Wu Fan, Jiang Zhongyi, Bi Hui, Zhang Jun, Li Shitong, Zou Ling
School of Information Science and Engineering, Changzhou University, Changzhou, Jiangsu 213164, P.R.China;Changzhou Key Laboratory of Biomedical Information Technology, Changzhou, Jiangsu 213164, P.R.China.
Department of Anesthesiology, Cancer Hospital of Fudan University, Shanghai 200032, P.R.China.
Sheng Wu Yi Xue Gong Cheng Xue Za Zhi. 2020 Jun 25;37(3):419-426. doi: 10.7507/1001-5515.201904052.
Anesthesia consciousness monitoring is an important issue in basic neuroscience and clinical applications, which has received extensive attention. In this study, in order to find the indicators for monitoring the state of clinical anesthesia, a total of 14 patients undergoing general anesthesia were collected for 5 minutes resting electroencephalogram data under three states of consciousness (awake, moderate and deep anesthesia). Sparse partial least squares (SPLS) and traditional synchronized likelihood (SL) are used to calculate brain functional connectivity, and the three conscious states before and after anesthesia were distinguished by the connection features. The results show that through the whole brain network analysis, SPLS and traditional SL method have the same trend of network parameters in different states of consciousness, and the results obtained by SPLS method are statistically significant ( <0.05). The connection features obtained by the SPLS method are classified by the support vector machine, and the classification accuracy is 87.93%, which is 7.69% higher than that of the connection feature classification obtained by SL method. The results of this study show that the functional connectivity based on the SPLS method has better performance in distinguishing three kinds of consciousness states, and may provides a new idea for clinical anesthesia monitoring.

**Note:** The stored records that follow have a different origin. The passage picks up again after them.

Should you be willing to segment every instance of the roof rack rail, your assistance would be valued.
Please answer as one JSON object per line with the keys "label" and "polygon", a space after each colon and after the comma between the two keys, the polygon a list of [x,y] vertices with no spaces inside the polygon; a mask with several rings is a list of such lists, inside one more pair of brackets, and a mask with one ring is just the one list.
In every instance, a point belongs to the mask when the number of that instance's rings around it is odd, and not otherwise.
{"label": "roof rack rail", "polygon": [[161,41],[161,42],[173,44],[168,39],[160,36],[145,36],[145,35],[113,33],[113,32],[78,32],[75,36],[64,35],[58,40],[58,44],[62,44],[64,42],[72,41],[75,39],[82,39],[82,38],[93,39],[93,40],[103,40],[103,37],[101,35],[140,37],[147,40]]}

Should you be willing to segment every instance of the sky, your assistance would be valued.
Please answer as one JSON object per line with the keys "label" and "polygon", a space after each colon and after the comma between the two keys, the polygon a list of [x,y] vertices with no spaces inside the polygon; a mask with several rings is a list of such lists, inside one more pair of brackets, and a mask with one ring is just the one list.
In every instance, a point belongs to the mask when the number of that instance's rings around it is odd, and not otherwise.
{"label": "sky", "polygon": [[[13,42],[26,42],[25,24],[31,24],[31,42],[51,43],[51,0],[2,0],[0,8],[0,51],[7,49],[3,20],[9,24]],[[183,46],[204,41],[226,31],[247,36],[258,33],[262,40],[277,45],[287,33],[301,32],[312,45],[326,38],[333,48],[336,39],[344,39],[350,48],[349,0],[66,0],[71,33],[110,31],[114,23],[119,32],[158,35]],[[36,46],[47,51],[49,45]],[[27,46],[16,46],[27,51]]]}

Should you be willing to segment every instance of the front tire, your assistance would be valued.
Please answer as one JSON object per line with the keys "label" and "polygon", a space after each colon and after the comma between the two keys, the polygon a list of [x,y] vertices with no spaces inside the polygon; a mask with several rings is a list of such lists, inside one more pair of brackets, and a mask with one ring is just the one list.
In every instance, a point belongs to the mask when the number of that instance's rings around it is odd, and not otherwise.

麻醉意识监测是基础神经科学和临床应用中的一个重要问题,受到了广泛关注。在本研究中,为了寻找监测临床麻醉状态的指标,共收集了14例接受全身麻醉的患者在清醒、中度麻醉和深度麻醉三种意识状态下5分钟的静息脑电图数据。采用稀疏偏最小二乘法(SPLS)和传统同步似然法(SL)计算脑功能连接,并通过连接特征区分麻醉前后的三种意识状态。结果表明,通过全脑网络分析,SPLS和传统SL方法在不同意识状态下的网络参数具有相同趋势,且SPLS方法得到的结果具有统计学意义(<0.05)。将SPLS方法得到的连接特征用支持向量机进行分类,分类准确率为87.93%,比SL方法得到的连接特征分类准确率高7.69%。本研究结果表明,基于SPLS方法的功能连接在区分三种意识状态方面具有更好的性能,可能为临床麻醉监测提供新思路。